Hunter Education Programs from the NRA
The NRA was the first organization to develop a hunter-education course, in 1949 in New York. It became the model. Today, in the digital age, the NRA provides NRA Hunter Education Online.

NRAHE.org offers FREE comprehensive hunter safety information online. The 15-chapter sequence features videos, photos and graphics, audio recordings, interactive modules that prospective hunters may access whenever and wherever they are able to complete it. It provides the best method for teaching future hunters lessons they will remember the rest of their lives.

Let’s not forget our youngest hunters. Since 1985, the NRA’s Youth Hunter Education Challenge (YHEC) has introduced more than 1.2 million young people to safe, ethical hunting. YHEC competitions test participants’ hunting, stalking, and marksmanship skills. To learn more about YHEC, visit Yhec.nra.org.

Youth Hunter Education Challenge

Our user-pay system of conservation, the North American Model of Wildlife Conservation, is recognized worldwide. But non-consumptive users (heck, many hunters) don’t know about it. We need to broaden the base of understanding if only by raising the level of awareness of hunting. Better yet, let’s increase the number of hunters while we’re at it.

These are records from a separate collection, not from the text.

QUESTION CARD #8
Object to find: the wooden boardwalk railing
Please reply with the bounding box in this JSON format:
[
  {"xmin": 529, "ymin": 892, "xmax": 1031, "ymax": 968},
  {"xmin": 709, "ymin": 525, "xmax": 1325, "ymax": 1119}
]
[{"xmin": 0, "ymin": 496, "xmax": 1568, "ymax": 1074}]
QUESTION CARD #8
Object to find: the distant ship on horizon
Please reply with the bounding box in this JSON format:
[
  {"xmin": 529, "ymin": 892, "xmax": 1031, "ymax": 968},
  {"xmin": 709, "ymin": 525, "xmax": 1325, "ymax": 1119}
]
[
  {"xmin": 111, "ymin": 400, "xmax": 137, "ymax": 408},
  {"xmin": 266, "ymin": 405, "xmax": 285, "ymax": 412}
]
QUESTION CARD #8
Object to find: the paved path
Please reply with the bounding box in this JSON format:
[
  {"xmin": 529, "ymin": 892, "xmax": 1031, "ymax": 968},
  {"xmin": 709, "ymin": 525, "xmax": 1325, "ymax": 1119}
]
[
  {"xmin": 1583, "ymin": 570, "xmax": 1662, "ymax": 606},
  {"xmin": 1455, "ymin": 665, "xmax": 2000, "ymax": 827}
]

Enter the three r’s: recruitment, retention and reactivation. As a concept it’s known as R3, and it pays dividends. It’s not new. Wildlife agencies and private groups like the NRA, Safari Club International, the Rocky Mountain Elk Foundation and others have pushed it for years. But it is our new mission.

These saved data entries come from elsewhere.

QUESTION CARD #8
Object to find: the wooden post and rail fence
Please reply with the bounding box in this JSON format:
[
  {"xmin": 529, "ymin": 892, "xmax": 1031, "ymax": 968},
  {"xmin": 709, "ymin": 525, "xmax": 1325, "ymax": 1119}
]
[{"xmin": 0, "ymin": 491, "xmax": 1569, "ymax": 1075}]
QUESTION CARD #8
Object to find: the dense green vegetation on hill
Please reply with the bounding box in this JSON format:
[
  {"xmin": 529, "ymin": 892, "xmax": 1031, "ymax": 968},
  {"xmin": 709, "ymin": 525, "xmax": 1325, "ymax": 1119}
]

Who better than NRA members to tackle this job? We’re already part of the greatest gun club in the world. Our membership grants access to resources at our fingertips.

Start with American Hunter magazine, founded in 1973 and published 12 months a year. This is the largest-circulating pure hunting magazine in the world. Every month we inform and entertain a million readers who are passionate about the hunting lifestyle. AmericanHunter.org is our digital component, chockful of all the content found in this magazine and more, and available 24/7 to all hunters regardless whether they are members.

We’re all gun owners, right? The NRA was founded in 1871 on the premise of instructing a civilian populace in the use of small arms so that our homeland would always be protected. Today, 111,934 NRA-certified rifle, shotgun and pistol instructors stand ready to help new gun owners and even experienced gun owners who need expert training.

Remember the NRA sponsors two outstanding outdoor shows. The NRA Annual Meetings & Exhibits assembles almost 100,000 members in a different city every year, where we celebrate our Second Amendment freedom and see new guns and gear, gather for hands-on instruction and more. Remember the Great American Outdoor Show (GAOS). Folks up and down the East Coast recognize it as a humdinger that lasts nine days every winter. You owe it to yourself and a prospective pupil to join the tremendous gathering of fellow hunters at the GAOS in Harrisburg, Pa., from February 2–10.

Finally, I would be remiss if I did not speak to our legislative advocacy on behalf of gun owners and hunters.

The Institute for Legislative Action is the lobbying arm of the NRA, founded in 1975 to preserve the right of all law-abiding individuals to purchase, possess and use firearms for legitimate purposes as guaranteed by the Second Amendment to the U.S. Constitution. When restrictive “gun-control” legislation is proposed at any government level, NRA members and supporters are alerted and respond with individual letters, faxes, e-mails and calls to their elected representatives to make their views known. Visit NRA-ILA.org to sign up for these alerts.

Hunting is a lifestyle that attracted us years ago for any number of reasons. We all know it has the power to attract and captivate others like us. We need only to find those people and inspire them. We can do this. We must. It starts with an introduction.